Esa maduración sociopolítica, del ser humano se entiende entre dos negaciones, ambas correlativas a la falta de madurez social. Nos referimos,  por una parte,  a lo que podríamos denominar tribalismo de cualquier clase, a las sociedades tribales, que con la afirmación de la propia condición sociocultural pueden llegar a impedir o condicionar seriamente el desarrollo de la libertad personal y consecuentemente del pluralismo. El otro caso es el de las formas diversas de autoritarismo, o mejor de tiranía, que con el pretexto de establecer una organización social más desarrollada y perfeccionada, someten las peculiaridades y los intereses de individuos y grupos a los intereses de la organización misma.
 
El pluralismo auténtico se traduce en diálogo. Cuando existe diversidad social, pero no hay diálogo, propiamente no deberíamos hablar de pluralismo sino de sectarismo. Aquí nos encontraríamos otra vez con la división maniquea del cuerpo social propia de todo comportamiento sectario. Al análisis de este tipo de comportamientos es al que más sensibles resultan los cuerpos políticos que adolecen de este defecto, por eso es el más difícil de practicar porque produce inmediatamente una reacción agresiva desproporcionada. Tampoco se trata de bajar aquí a los casos concretos.
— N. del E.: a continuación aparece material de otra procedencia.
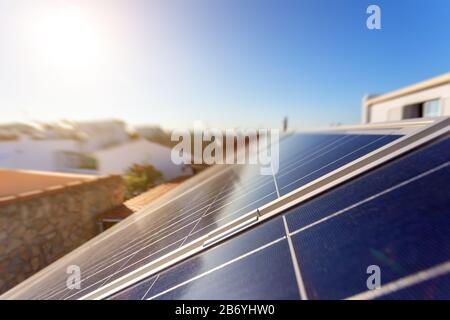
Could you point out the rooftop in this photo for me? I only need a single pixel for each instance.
(427, 84)
(22, 183)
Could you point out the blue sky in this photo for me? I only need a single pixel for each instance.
(225, 63)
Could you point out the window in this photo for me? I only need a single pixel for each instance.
(425, 109)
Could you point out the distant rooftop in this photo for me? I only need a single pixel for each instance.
(16, 183)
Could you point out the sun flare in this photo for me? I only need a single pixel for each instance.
(66, 38)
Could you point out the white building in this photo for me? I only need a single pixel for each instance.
(430, 98)
(33, 154)
(118, 159)
(96, 135)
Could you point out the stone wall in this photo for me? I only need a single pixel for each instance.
(39, 227)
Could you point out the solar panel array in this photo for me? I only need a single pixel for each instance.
(377, 219)
(304, 253)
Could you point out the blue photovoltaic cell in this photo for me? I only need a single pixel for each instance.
(233, 192)
(371, 183)
(395, 217)
(334, 153)
(213, 258)
(266, 274)
(434, 289)
(403, 231)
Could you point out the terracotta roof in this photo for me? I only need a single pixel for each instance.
(137, 203)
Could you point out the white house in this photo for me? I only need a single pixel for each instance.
(33, 154)
(430, 98)
(118, 159)
(95, 135)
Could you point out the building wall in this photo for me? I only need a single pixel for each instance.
(37, 229)
(34, 154)
(391, 110)
(118, 159)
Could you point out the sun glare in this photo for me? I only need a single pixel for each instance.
(66, 38)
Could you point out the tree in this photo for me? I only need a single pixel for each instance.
(139, 178)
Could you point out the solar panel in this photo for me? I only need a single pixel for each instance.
(201, 211)
(377, 219)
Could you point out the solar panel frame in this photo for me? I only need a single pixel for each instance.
(418, 132)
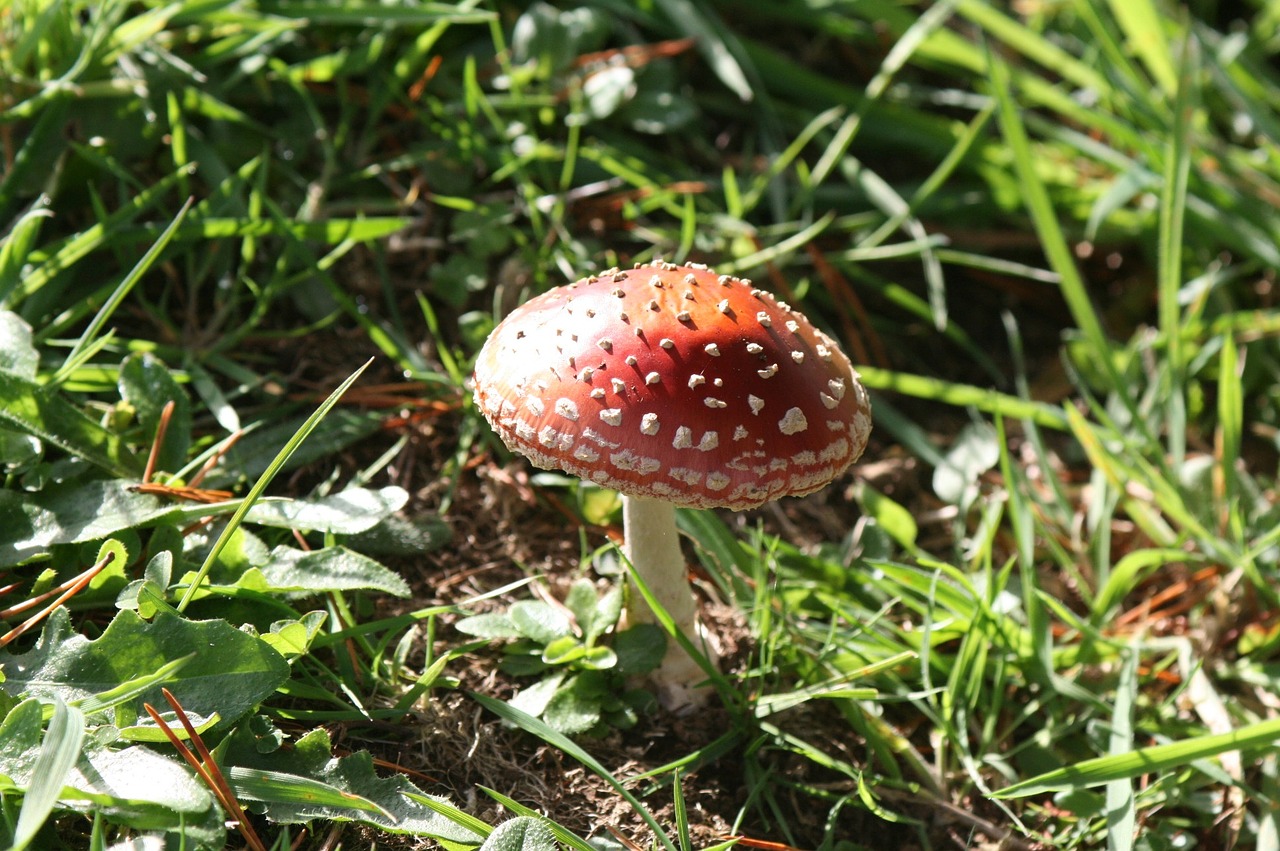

Digamos, no obstante, que posiblemente este tipo de comportamientos maniqueos son lo que más separa hoy, en nuestras sociedades, a algunas fuerzas políticas de las posiciones de centro.
 
Sobre el supuesto de un pluralismo auténtico se establece el diálogo. Posiblemente en el diálogo es donde más puede apreciarse la condición personal a la que venimos refiriéndonos. En el diálogo se ponen en juego todas las condiciones que caracterizan el talante político del centro: moderación, respeto mutuo, conciencia de la propia limitación, atención a la realidad y a las opiniones ajenas, actitud de escucha, etc.
 
Pero la disposición al diálogo no debe ser sólo una actitud del político, sino que el diálogo, como actitud socialmente generalizada, debe ser un objetivo político de primer orden. Una sociedad democrática no es tanto una sociedad que vota, ni una sociedad partidista, con ser estos elementos factores vertebradores fundamentales en una democracia. Una sociedad democrática es ante todo una sociedad en la que se habla abiertamente, en la que se hace un ejercicio público de la racionalidad, en la que las visiones del mundo y los intereses individuales y de grupo se enriquecen mutuamente mediante el intercambio dialógico. El diálogo auténtico entraña un enriquecimiento de la vida social y una auténtica integración, pues el diálogo supone la transformación de la tolerancia negativa ,el mero soportar o aguantar al otro, al distinto, en tolerancia positiva, que significa apreciar al otro en cuanto que no nos limitamos simplemente a existir a su lado, sino que coexistimos con él.
 
Una forma de ejercer el control cuando el poder se esclerotiza, se sirve sólo a sí mismo, es la preocupación central por cercenar al rival. Es lógico que se pretenda derrotar al adversario, pero la forma de hacerlo tiene que ser ganándole la partida en el aprecio de los ciudadanos, dando soluciones realistas, y también con los proyectos más ilusionantes,… Lo que constituiría una negación del espíritu democrático sería pretender ganar a base de socavar el trabajo de los demás, algo, por desgracia, muy presnte en las diferentes actividades humanas. Demasiado frecuente.